Chesapeake Appalachia has agreed to pay a $1.9 million civil penalty for violating the federal Clean Water Act and the state Clean Streams Law by dredging or filling 76 separate stream or wetland sites in five Pennsylvania counties without proper permits.
The consent agreement, reached in December, with the Pa. Department of Environmental Protection and the U.S. Environmental Protection Agency, also requires Chesapeake to either clean up the affected wetlands and waterways or provide improvements to other sites. The unauthorized discharges impacted about 26 acres of wetlands and 2,326 linear feet of streams.
In 2014, after a similar wetland-related investigation in West Virginia and on the heels of a management shake-up, Chesapeake disclosed to DEP and EPA a number of possible violations, according to a DEP press release. This came after an internal environmental audit found the company repeatedly failed to identify wetland resources it its applications to develop oil and gas well sites between 2005 and 2014. The violations occurred in Beaver County in Western Pennsylvania, and also in Bradford, Sullivan, Susquehanna, and Wyoming counties.

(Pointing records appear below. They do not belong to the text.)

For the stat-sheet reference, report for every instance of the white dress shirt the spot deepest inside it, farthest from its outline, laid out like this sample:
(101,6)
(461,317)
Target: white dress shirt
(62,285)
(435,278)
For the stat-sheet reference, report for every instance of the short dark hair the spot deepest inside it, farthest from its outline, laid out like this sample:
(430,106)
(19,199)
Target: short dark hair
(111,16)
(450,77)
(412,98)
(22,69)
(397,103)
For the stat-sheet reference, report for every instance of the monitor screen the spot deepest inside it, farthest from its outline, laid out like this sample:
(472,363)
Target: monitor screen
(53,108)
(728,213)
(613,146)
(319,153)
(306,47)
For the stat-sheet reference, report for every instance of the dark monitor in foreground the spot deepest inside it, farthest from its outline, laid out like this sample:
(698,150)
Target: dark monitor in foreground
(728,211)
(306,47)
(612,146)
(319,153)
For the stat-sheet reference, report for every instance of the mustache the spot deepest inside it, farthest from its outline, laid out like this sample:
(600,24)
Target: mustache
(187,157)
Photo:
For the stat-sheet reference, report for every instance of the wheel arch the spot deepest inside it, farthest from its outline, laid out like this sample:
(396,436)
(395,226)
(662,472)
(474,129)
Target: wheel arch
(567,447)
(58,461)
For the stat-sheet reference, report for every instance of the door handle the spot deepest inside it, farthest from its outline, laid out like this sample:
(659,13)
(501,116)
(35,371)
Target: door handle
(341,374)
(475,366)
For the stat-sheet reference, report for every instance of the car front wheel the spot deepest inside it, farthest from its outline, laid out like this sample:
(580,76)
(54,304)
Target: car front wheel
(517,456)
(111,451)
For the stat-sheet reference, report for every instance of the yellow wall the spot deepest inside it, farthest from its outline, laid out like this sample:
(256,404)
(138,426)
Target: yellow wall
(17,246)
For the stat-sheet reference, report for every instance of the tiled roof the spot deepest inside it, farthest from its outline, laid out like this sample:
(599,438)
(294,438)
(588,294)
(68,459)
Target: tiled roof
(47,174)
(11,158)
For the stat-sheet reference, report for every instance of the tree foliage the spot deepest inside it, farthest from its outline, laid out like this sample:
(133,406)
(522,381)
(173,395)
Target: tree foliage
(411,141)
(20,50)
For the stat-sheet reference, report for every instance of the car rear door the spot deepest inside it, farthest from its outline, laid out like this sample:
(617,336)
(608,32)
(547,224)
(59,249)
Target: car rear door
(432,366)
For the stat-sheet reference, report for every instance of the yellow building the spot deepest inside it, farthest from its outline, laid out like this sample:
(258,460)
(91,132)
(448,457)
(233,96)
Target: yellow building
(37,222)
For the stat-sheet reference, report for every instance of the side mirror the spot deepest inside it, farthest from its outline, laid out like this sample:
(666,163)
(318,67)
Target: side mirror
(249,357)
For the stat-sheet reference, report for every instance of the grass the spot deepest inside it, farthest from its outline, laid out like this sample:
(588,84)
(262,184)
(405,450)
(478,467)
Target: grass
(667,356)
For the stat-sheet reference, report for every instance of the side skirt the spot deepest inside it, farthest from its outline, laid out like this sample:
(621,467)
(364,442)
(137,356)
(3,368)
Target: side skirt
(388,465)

“This settlement resolves many violations over several years and leads to a net increase of wetlands and restored streams,” said DEP Secretary Patrick McDonnell in a statement. He applauded Chesapeake for voluntarily disclosing the violations and agreeing come into compliance.
Both EPA and DEP permits are required before encroaching on waterways. “Filling wetlands illegally and damming streams can result in serious environmental consequences,” an EPA press release said. “Streams, rivers, and wetlands benefit the environment by reducing flood risks, filtering pollutants, recharging groundwater and drinking water supplies, and providing food and habitat for aquatic species.”
The consent decree negotiations were interrupted when Chesapeake and its affiliates filed for Chapter 11 bankruptcy in June 2020. The U.S. Bankruptcy Court in January approved Chesapeake’s reorganization plan, which included requirements for it to correct its wetland violations.
The consent decree is subject to a 30 day public comment period and final court approval. The $1.9 million fine will be split by DEP and EPA, with DEP’s portion going to its Oil and Gas Fund and Dam and Encroachments Fund.